Intended Use Cases

Here are some use cases for SemanticModels.jl

Scientific knowledge is richer than the ability to make predictions given data. Knowledge and understanding provide the ability to reason about novel scenarios. A crucial aspect of acquiring knowledge is asking questions about the world and answering those questions with models.

Suppose the model is $du/dt = f_p(u,t)$ where $u$ is the observable, $du/dt$ is the derivative, $f$ is a function, $t$ is the time variable, and $p$ is a parameter.

Scientific knowledge involves asking and answering questions about the model. For example:

  1. How does u depend on p?
  2. How does u depend on f?
  3. How does u depend on the implementation of f?

Counterfactuals

Scientists often want to run counterfactuals through a model. they have questions like:

  1. What if the parameters were different?
  2. What if the functional form of this equation was different?
  3. What if the implementation of this function was different?

The "how" questions can be answered by running counterfactuals of the model. In order to run counterfactuals we need to modify the code. The current approach is for scientists to modify code writen by other scientists. This takes a long time and requires models to be converted from the modeling level to the code level, then someone else reads the code and converts it back to the modeling level.

If we could automate these transformations, we could enable scientists to spend more time thinking about the science and less time working with code.

Model-Code Transformations

There are many places we could modify code in order to give it new features for modeling.

  1. Source Code, changing the source files on disk before they are parsed
  2. Expressions, after parsing, we could use macros or Meta.parse to get Exprs and make new ones to eval
  3. Type System, using multiple dispatch with new types to get new behavior
  4. Overdubbing, Cassette.jl lets you change the definitions of functions with overdub
  5. Contextual Tags, Cassette provides a tagging mechanism attach metadata to values
  6. Compiler Pass, Cassette lets you implement your own compiler passes

Different code modifications will be easier at different levels of this toolchain.

Use Cases

  1. Answering counterfactuals
  2. Instrumenting code to extract additional insight
  3. Semantic Model Validation

Answering Counterfactuals

Scientists want to change 1) parameters, 2) assumptions, 3) functions, or

  1. implementations in order to determine their effects on the output of the model.

Note: a paramter is an argument to the model and is intended (by the simulation author) to be changed by users. An assumption is a value in the code that could be changed, but is not exposed to the API.

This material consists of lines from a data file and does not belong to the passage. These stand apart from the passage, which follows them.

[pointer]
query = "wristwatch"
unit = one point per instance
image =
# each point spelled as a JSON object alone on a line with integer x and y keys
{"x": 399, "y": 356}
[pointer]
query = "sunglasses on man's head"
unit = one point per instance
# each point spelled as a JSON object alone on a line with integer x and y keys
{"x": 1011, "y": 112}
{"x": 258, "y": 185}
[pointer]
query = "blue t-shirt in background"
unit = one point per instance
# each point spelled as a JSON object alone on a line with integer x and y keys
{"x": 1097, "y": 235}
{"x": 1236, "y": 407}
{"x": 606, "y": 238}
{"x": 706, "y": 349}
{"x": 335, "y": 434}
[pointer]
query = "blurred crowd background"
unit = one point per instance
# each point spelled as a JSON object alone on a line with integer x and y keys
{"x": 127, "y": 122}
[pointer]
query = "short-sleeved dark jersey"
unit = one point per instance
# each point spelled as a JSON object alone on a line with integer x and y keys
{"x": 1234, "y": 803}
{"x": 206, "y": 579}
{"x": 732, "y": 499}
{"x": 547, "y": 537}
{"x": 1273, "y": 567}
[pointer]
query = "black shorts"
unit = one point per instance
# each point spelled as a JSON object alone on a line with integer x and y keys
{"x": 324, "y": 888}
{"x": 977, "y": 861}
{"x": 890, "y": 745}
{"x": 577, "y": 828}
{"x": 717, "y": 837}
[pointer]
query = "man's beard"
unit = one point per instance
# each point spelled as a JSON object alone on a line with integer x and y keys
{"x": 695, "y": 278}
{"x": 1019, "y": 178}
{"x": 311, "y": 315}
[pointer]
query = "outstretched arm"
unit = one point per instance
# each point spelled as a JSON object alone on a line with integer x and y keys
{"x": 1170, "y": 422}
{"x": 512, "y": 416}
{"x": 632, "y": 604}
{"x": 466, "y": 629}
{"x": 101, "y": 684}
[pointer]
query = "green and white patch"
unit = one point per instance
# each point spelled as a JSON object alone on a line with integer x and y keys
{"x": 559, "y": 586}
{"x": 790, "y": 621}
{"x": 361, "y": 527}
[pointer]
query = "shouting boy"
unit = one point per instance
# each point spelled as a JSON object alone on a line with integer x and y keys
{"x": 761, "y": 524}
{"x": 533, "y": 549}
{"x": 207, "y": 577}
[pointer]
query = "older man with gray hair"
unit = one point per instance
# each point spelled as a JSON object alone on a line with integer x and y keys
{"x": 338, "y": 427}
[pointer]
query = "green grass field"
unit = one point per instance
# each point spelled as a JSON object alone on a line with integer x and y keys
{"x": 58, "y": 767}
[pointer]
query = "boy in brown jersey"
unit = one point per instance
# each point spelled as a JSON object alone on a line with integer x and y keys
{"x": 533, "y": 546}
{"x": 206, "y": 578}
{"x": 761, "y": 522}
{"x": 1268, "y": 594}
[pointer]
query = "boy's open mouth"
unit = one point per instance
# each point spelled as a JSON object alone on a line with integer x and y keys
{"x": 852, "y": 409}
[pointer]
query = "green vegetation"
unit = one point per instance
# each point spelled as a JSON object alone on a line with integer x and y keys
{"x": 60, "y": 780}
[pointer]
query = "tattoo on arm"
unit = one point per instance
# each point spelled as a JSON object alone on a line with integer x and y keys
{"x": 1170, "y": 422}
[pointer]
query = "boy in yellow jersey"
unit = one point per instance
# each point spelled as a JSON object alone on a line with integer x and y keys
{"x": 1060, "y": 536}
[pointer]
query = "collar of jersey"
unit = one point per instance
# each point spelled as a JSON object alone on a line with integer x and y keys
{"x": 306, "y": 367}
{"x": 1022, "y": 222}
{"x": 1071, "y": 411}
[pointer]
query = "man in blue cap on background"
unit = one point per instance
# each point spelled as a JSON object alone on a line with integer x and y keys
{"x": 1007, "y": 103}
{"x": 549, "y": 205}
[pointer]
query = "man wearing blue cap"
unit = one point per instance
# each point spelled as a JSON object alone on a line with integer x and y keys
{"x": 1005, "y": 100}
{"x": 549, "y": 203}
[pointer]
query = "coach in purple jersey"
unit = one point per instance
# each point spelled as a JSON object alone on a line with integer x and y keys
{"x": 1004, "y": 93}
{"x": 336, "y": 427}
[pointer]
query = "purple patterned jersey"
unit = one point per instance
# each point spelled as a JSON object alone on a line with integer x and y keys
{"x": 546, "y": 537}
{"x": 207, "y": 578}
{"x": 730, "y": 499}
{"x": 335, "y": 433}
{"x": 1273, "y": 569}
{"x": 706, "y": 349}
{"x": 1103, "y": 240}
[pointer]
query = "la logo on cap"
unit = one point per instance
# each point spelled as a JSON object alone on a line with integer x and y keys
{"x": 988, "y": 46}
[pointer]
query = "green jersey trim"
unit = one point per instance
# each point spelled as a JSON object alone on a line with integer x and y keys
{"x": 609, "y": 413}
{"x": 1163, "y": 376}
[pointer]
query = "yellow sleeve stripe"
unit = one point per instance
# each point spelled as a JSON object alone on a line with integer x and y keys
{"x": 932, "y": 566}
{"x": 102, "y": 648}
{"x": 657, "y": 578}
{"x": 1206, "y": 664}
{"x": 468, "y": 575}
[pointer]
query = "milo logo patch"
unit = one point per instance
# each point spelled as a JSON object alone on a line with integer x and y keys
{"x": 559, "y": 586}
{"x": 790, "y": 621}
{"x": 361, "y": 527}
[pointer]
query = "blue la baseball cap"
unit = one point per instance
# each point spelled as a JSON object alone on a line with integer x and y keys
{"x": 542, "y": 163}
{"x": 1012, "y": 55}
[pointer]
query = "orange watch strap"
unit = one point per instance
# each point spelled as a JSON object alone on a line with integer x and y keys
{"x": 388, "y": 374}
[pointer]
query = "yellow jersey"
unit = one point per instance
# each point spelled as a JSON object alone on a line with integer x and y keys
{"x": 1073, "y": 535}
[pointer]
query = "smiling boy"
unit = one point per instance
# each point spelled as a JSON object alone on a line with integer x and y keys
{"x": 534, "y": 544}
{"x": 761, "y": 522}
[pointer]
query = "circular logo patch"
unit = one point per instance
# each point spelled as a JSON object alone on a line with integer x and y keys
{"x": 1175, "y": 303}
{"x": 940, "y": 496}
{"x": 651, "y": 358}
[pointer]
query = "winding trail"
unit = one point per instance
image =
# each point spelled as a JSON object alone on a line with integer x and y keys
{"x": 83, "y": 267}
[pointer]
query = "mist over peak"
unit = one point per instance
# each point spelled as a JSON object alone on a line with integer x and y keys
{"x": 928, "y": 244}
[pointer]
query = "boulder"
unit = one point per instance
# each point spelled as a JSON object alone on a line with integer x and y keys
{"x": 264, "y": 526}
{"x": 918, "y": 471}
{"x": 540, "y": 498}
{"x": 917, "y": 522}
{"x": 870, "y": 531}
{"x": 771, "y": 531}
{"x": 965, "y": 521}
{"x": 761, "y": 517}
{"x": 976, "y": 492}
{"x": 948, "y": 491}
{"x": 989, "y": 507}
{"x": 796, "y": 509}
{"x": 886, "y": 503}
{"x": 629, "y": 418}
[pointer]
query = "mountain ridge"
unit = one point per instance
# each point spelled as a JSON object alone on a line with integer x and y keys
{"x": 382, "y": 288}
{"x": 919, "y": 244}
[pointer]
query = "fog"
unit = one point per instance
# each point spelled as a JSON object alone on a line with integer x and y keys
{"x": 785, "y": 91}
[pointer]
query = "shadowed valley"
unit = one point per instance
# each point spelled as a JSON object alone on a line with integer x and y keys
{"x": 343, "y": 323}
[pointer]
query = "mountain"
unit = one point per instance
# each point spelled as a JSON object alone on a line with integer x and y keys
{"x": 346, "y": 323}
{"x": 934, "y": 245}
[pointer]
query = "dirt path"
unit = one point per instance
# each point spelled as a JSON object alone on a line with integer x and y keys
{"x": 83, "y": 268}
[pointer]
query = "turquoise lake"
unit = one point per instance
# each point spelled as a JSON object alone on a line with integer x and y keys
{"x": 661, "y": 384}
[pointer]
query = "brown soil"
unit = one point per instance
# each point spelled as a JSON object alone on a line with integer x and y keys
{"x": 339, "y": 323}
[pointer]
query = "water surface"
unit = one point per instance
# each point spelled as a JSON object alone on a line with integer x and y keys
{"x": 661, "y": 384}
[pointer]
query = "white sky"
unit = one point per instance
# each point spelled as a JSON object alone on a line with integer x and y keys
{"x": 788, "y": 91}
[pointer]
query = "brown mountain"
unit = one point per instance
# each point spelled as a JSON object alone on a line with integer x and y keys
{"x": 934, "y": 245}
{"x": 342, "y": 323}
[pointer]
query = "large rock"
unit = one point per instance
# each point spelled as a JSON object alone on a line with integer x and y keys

While making accurate predictions of measurable phenomena is a necessary condition of a scientific knowledge it is not sufficient. Scientists have knowledge that allows them to reason about novel scenarios and they do this by speculating about counterfactuals. Thus answering counterfactuals about model codes form a foundational capability of our system.

Instrumenting Model Code

In order to get additional insight out of models, we want to add instrumentation into the bodies of the functions. These instrumented values will be useful for many purposes. The simplest use is to add instrumentation of additional measurements. Scientists write code for a specific purposes and do not take the time to report all possible measurements or statistics in their code. A second scientist who is trying to repurpose that software will often need to compute different values from the internal state of the algorithm in order to understand their phenomenon of interest.

A simple example is a model that simulates Lotka-Volterra population dynamics and reports the average time between local maxima of predator populations. A second scientist might want to also characterize the variance or median of the time between local maxima.

Semantic Model Validation

One could trace the value of variables as the code is run in order to build up a distribution of normal values that variable takes. This could be used to learn implied invariants in the code. Then when running the model in a new context, you could compare the instrumentation values to these invariants to validate if the model is working as intended in this new context.

One of the main benefits of mechanistic modeling over statistical modeling is the generalization of mechanistic models to novel scenarios. It is difficult to determine when a model is being applied in a novel scenario where we can trust the output and a novel scenario that is beyond the bounds of the model's capability. By analyzing the values of the internal variables in the algorithms, we can determine whether a component of the model is operating outside of the region of inputs where it can be trusted.

An example of this validation could be constructed by taking a model that uses a polynomial approximation to compute a function $f(x)$. If this polynomial approximation has small error on a region of the input space, $R$ then whenever $x$ is in $R$, we can trust the model. But if we every run the model and evaluate the approximation on an $x$ outside of this region, we do not know if the approximation is close, and cannot trust the model. Program analysis can help scientists to identify reasons to be sceptical of model validity.